Olhou adiante. Aiko estava parado próximo, sorrindo em sua direção. Devolveu o sorriso, enquanto corria até ele. Sequer mediu seus atos, quando o pegou no colo, e o girou nos braços, num abraço feliz.
Pareciam duas crianças, mas logo voltaram à antiga compostura, afinal de contas, não o eram. Só então notou a menina próxima deles, sorrindo.
Agachou-se e recebeu aquele outro abraço, diferente do anterior, mais gentil e fraterno.
— Eu senti sua falta, Príncipe — ela disse, apertando-o o máximo que podia com os pequenos braços.
— Eu também, minha querida — ele murmurou, afastando-se. — Onde está seu pai?
— Ryo está trabalhando e Shiromiya ficou em Sapporo— Aiko respondeu por ela. — Eu busquei Miya ontem, para recebê-lo. Sabia que sentiam saudades um do outro.
— E Jiro?
— Trabalhando também.
Shin se ergueu, abrindo os braços dramaticamente.

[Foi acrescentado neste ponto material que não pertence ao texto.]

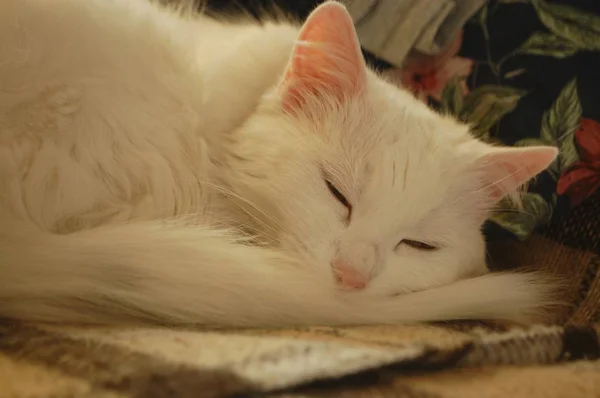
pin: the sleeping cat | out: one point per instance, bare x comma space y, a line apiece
159, 166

— Eu saí da prisão e nenhum dos meus amigos está aqui para me ver? Eu sou um herói nacional! — fez referência a como o jornal o chamou, naquela manhã.
— Você é uma fraude e eles têm que trabalhar — Aiko riu. — Mas estou aqui — aproximou-se, ansioso para beijá-lo. — Não basto?
Shin riu. Mamoru era tudo que ele precisava.
***
A pedra em formato oval marcava o local onde seu amigo estava enterrado. Shin mexeu com o dedo na terra, já firme, enquanto percebia a relva crescendo.
— Minikui foi o melhor gato que já existiu no nosso planeta — ele apontou.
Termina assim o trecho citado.